Amazon Wants Alexa to Move into Your Apartment Before You Do - DyslexicAtheist
https://www.vice.com/en_us/article/qj45kx/amazon-wants-alexa-to-move-into-your-apartment-before-you-do
======
raxxorrax
Developing skills and integration for IOT devices against Alexa is quite
convenient and a lot of fun from a technical perspective. I think Amazon did a
good job on it and is actively promoting/enforcing secure information exchange
between devices and the Alexa service. I would believe them that they delete
user data and shield it from third party ambitions as best as they can.

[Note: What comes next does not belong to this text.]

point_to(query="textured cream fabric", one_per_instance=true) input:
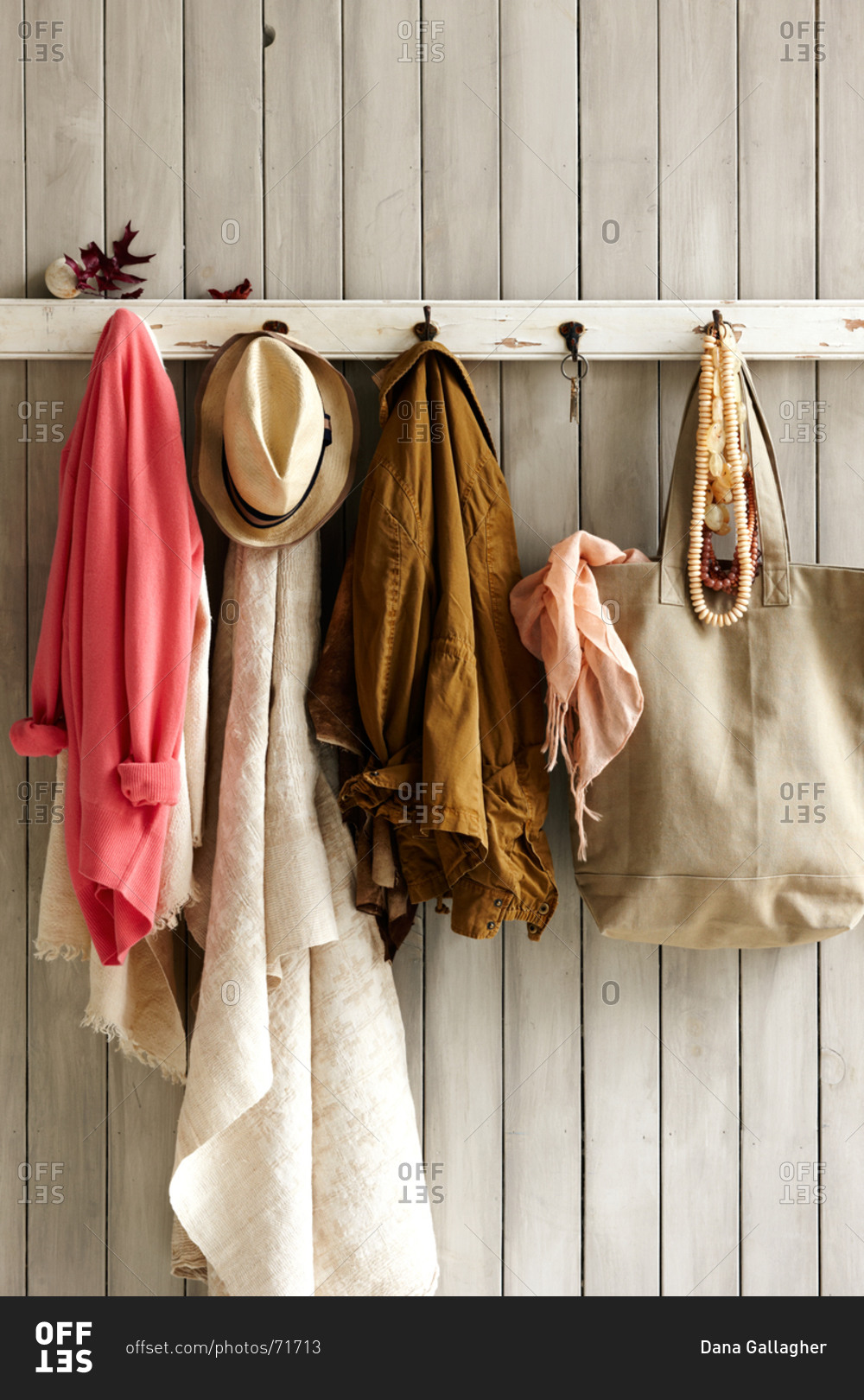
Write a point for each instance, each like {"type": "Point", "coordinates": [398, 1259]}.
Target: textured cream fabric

That said, I would not want to have a smart speaker in my home. There are too
many ambitions to get a hand on this data. We know that mass surveillance from
state actors is pervasive, advertisers are experts in removing their own
decency and the overall risk is just too high. Get rid of them or maybe offer
Alexa offline options and it could be a nice tool.

It could help with logistical problems of delivery and make it even more
convenient aside from interfacing a lot of devices. In theory all fine and
dandy.

------
foxyv
If Alexa is part of your lease, how long before disabling it going to be
grounds for eviction? If your landlord owns Alexa can they buy the data from
it?

------
snvzz
Renting isn't difficult enough, now we also have this, which would have to be
removed for most of us to be able to move in.